Entrando no campo da subjetividade, e devido ao facto de o filme retratar a visita de alienígenas ao planeta Terra, pode afirmar-se que esse diálogo tentar fazer uma ligação indireta às teorias, não comprovadas empiricamente, que afirmam que as civilizações antigas foram influenciadas por seres de inteligência superior que lhes terão ensinado formas evoluídas de linguagem, assim como vários conceitos científicos básicos. Indo um pouco mais longe, e pegando na narrativa do filme, podemos “entreter” a teoria de que os Heptapodes poderão ter ensinado a linguagem mais “básica” aos seres humanos há milhares de anos atrás e que, agora que os humanos já dominam o “básico”, voltaram para lhes ensinar a linguagem mais complexa que lhes permitirá ter uma noção diferente do tempo.

Mas afinal porque é que os Heptapodes querem que os humanos aprendam a sua linguagem?

Quando Louise entra sozinha na cápsula que a leva para dentro da nave alienígena, esta recebe a informação que os Heptapodes precisam que os humanos saibam comunicar na sua língua para que dai a três mil anos os possam ajudar numa tarefa que não é especificada.

Quando se encontra com o General chinês (Tzi Ma) Louise está no futuro?

Sim. Na cena em que o General Shang lhe dá o seu número de telefone privado e diz as últimas palavras da sua esposa antes de falecer, Louise encontra-se no futuro. Mas não como um ser ativo. Ou seja, ela está ter uma visão do futuro e não a viajar no tempo.

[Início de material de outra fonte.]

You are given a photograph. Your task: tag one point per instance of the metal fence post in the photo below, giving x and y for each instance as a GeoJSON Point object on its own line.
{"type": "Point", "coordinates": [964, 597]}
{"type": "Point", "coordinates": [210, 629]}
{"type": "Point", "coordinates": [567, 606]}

Mas como é que o General sabia que tinha de dar estas informações a Louise para ela as utilizar no “passado”?

Estamos perante um paradoxo temporal, visto que o tempo passou a ser experienciado de uma forma circular. Por outra palavras, o que acontece no presente afeta o futuro e o que acontece no futuro afeta o passado (presente). Ao receber o telefonema de Louise no presente com informações que só este podia saber, o General percebe que para Louise saber estas informações no presente ela precisará de as adquirir no futuro. Mais precisamente, quando se encontrarem pessoalmente.

Em conclusão, todas as cenas em que aparece uma criança com Louise, incluindo a cena inicial, são visões do futuro?

Exatamente. Louise tem uma filha no futuro e Ian, o cientista que a acompanha desde o principio desta aventura, é o seu marido e pai da criança. Para comprovar isto, existem várias cenas em que a criança está a brincar com plasticina e constrói figuras semelhantes aos Heptapodes, assim como o que, supostamente, é a sua mãe de fato cor de laranja. A criança intitula estas obras de “Mommy and the monsters”. Podemos depreender que no futuro Louise se tornou bastante famosa, visto ter resolvido a maior crise internacional da História, e que provavelmente a criança o terá visto na televisão ou a própria mãe lho mostrou.

Porque é que Ian se separa de Louise no futuro?

Mesmo antes de começar qualquer relacionamento amoroso com Ian, esta já sabe de antemão que vão conceber uma filha e que esta vai morrer jovem. Quando Ian, no futuro, lhe pergunta se esta quer ter um filho, Louise aceita, mesmo sabendo que esse filho vai morrer. Eventualmente, Louise terá dito a Ian que sabe que a filha de ambos vai morrer num futuro próximo mas que, mesmo sabendo desse desfecho, preferiu viver essa vida. Ian não terá concordado e ter-se-á afastado. Esta ideia é apoiada pela cena em que Louise diz à filha que o pai a deixou porque não gostou de uma decisão que esta terá tomado.

Tenho que rever Arrival?

Definitivamente.  A melhor solução para perceber totalmente este filme é revê-lo com atenção. Não só pela sua complexidade, mas também por ser um filme belíssimo que emociona de uma forma totalmente inconvencional.

Como se chama a música triste que toca nas cenas iniciais e finais?

“On the Nature of Daylight” de Max Ritcher. O resto da banda sonora encontra-se a cargo do compositor Jóhann Jóhannsson.